Friday 3 November 2017

Razia Polisi Bisa Menghambat Proses Pendidikan

oleh Tom Finaldin


Kita harus memberikan apresiasi kepada aparat apa pun yang bekerja dengan baik dengan niat baik untuk membuat negara dan masyarakat menjadi baik. Akan tetapi, kita pun harus ingat dengan pepatah tak ada gading yang tak retak, ‘segala hal tidak ada yang sempurna’, kecuali Allah swt tentunya. Keretakan itulah yang harus memunculkan kritik yang mengarah pada perbaikan.

            Saat ini pun saya ingin memberikan kritik kepada aktivitas polisi yang sedang rajin-rajinnya menggelar operasi zebra. Tulisan ini dibuat karena dipicu oleh keheranan saya karena polisi melakukan tilang kepada anak saya. Jujur saja, ketika saya melakukan peliputan sebuah acara pelatihan kepemimpinan selama tiga hari berturut-turut, saya dikagetkan pesan WA dari istri saya yang mengabarkan sepeda motor anak saya ditahan oleh polisi karena tidak bawa STNK.

            Kok bisa anak saya dihentikan oleh polisi ketika berangkat sekolah?

            Aneh bin ajaib.

            Saya merasa aneh karena kepolisian setempat pernah memberikan kelonggaran luar biasa kepada para siswa di sekolah anak saya dengan memperbolehkan menggunakan kendaraan bermotor tanpa memiliki SIM. Akan tetapi, tiba-tiba motor anak saya dan anak yang lainnya dihentikan saat pagi sekali, antara sekitar pukul 06.00-6.30.

            Mereka kan sedang berangkat sekolah, mengapa harus dihentikan?

            Apanya yang salah?

            Tidak mungkin dihentikan karena tidak bawa STNK.

            Bagaimana mungkin polisi tahu bahwa anak saya lupa bawa STNK sebelum dia menghentikan motor anak saya?

            Polisi baru tahu anak saya tidak bawa STNK karena dia menghentikan terlebih dahulu motor anak saya.
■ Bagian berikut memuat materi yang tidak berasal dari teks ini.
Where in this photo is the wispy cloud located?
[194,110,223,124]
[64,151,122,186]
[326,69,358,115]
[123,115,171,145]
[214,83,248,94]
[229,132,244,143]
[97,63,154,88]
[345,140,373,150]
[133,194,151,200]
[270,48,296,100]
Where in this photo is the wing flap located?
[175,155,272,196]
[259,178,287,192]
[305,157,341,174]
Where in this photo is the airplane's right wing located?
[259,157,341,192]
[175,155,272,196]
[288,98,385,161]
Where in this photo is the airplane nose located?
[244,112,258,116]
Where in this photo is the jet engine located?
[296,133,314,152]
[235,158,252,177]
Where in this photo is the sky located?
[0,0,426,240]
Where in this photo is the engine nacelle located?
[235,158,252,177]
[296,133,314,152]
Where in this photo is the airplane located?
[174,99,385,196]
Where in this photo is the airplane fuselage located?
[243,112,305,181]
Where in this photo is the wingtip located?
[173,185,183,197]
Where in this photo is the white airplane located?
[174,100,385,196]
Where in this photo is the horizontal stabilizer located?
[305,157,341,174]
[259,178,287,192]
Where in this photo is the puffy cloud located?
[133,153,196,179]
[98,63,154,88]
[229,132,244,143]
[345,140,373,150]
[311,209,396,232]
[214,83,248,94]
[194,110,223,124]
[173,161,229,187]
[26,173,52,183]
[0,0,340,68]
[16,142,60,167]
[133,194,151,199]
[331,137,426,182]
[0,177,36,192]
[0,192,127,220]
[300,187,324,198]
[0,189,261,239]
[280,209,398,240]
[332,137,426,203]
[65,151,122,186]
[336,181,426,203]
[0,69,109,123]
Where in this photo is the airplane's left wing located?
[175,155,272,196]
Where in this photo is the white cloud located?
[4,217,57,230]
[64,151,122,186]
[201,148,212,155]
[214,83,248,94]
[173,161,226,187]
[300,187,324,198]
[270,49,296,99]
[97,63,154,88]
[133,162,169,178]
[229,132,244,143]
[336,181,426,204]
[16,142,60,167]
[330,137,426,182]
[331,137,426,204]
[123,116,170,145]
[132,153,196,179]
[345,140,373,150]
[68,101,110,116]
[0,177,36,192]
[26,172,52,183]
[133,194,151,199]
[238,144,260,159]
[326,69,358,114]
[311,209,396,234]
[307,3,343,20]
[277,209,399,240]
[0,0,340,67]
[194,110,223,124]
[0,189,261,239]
Setelah itu baru diketahui anak saya lupa bawa STNK.

            Begitu kan logikanya?

            Aksi polisi menghentikan motor anak saya dengan anak saya lupa bawa STNK adalah dua hal yang berbeda. Hal yang saya tidak mengerti adalah penyebab polisi menghentikan motor anak saya.

            Apakah polisi berhak menghentikan kendaraan yang sedang melaju tanpa alasan apa pun alias sekehendaknya sendiri?
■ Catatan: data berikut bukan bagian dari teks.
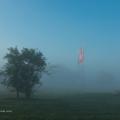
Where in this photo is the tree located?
[1,47,47,98]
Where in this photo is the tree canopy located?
[1,47,47,98]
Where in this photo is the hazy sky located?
[0,0,120,93]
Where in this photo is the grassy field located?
[0,94,120,120]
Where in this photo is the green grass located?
[0,94,120,120]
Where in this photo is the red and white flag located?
[78,48,84,64]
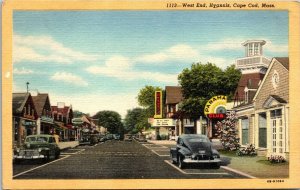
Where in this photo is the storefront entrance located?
[270,109,285,154]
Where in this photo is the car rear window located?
[188,138,209,143]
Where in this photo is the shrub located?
[268,155,286,163]
[236,144,257,156]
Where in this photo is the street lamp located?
[26,82,29,93]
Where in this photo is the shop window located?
[249,44,253,55]
[254,43,259,55]
[242,118,249,145]
[270,109,282,118]
[258,113,267,148]
[245,91,248,104]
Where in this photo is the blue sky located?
[13,11,288,117]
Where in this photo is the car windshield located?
[26,137,48,142]
[188,137,209,143]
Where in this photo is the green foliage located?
[124,108,149,133]
[214,111,240,151]
[138,85,164,118]
[93,110,124,134]
[73,110,89,118]
[178,63,241,119]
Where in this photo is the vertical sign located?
[154,90,162,118]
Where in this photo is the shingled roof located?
[274,57,290,70]
[12,92,30,113]
[166,86,183,104]
[32,94,50,117]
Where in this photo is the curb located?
[221,166,256,179]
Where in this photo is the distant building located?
[32,93,54,134]
[12,93,38,146]
[50,102,77,140]
[233,40,289,157]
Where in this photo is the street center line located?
[164,160,230,175]
[221,166,256,179]
[13,155,70,178]
[164,160,187,175]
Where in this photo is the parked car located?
[136,135,147,142]
[79,134,98,145]
[113,134,121,140]
[124,134,132,141]
[170,134,221,168]
[14,135,60,163]
[106,133,113,140]
[99,135,106,142]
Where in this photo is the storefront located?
[204,95,227,139]
[12,93,38,146]
[254,57,289,157]
[151,119,178,140]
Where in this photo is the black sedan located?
[170,134,221,168]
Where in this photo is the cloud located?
[49,92,138,118]
[50,72,88,86]
[135,44,200,63]
[13,35,100,64]
[13,67,33,75]
[86,56,177,83]
[264,39,289,54]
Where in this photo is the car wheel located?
[211,163,220,169]
[170,153,176,164]
[178,155,185,169]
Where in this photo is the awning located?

            Kelengkapan fisik sepeda motor anak saya komplit, tak ada kekurangan apa pun, dia menggunakan helm, sendirian, mengapa harus dihentikan?

            Apakah polisi curiga anak saya tidak membawa SIM karena dia masih menggunakan seragam SMA?

            Kalau alasannya itu, sungguh lucu karena pasti anak saya tidak bawa SIM. Dia memang belum punya SIM karena belum waktunya. Seharusnya, polisi sudah sangat tahu itu. Tak perlu curiga karena sudah pasti adanya. Bukan anak saya saja yang belum punya, ratusan pelajar SMA dan SMP pun belum memiliki SIM dan hal itu biasa wajar terjadi. Jangan curiga lagi.

            Perlu diketahui bahwa saya tinggal di Kabupaten Bandung yang banyak sekali tidak memiliki jalan akses untuk kendaraan umum dalam jarak tempuh yang sangat panjang, berkilo-kilo meter. Ada beberapa sekolah yang jauh dari jalan raya dan tidak memiliki akses kendaraan umum. Hal itulah yang membuat kepolisian setempat memberikan kelonggaran bagi para siswa untuk menggunakan sepeda motor tanpa harus memiliki SIM karena memang belum waktunya. Bahkan, polisi sempat memberikan sosialisasi tentang hal itu secara langsung ke sekolah anak saya, SMAN 1 Katapang, Kabupaten Bandung. Siswa boleh menggunakan kendaraan dengan catatan tetap menggunakan helm dan alat kelengkapan sepeda motornya komplit, seperti, lampu, spion, dan lain sebagainya.

            Kebijakan polisi yang sungguh sangat baik itu disambut baik oleh masyarakat, termasuk saya. Polisi tahu bahwa apabila memaksakan aturan yang sempurna akan mengakibatkan terganggunya perkembangan masyarakat. Hal itu disebabkan kondisi geografis dan demografis yang berbeda dengan wilayah-wilayah lainnya. Masyarakatnya masih berada dalam keadaan ekonomi yang kurang menguntungkan. Tidak semua akses ke lembaga pendidikan terjangkau kendaraan umum. Kalau dipaksakan harus sempurna benar, bisa mengganggu masyarakat, terutama tentang waktu dan kemampuan ekonomi. Artinya, orangtua siswa harus bolak-balik antar-jemput dan atau menggunakan jasa ojek. Hal itu menimbulkan pengeluaran biaya yang sangat besar, sangat mahal untuk ukuran masyarakat di sana di samping membutuhkan waktu yang bisa mengganggu orangtua siswa dalam mencari nafkah. Polisi tahu itu.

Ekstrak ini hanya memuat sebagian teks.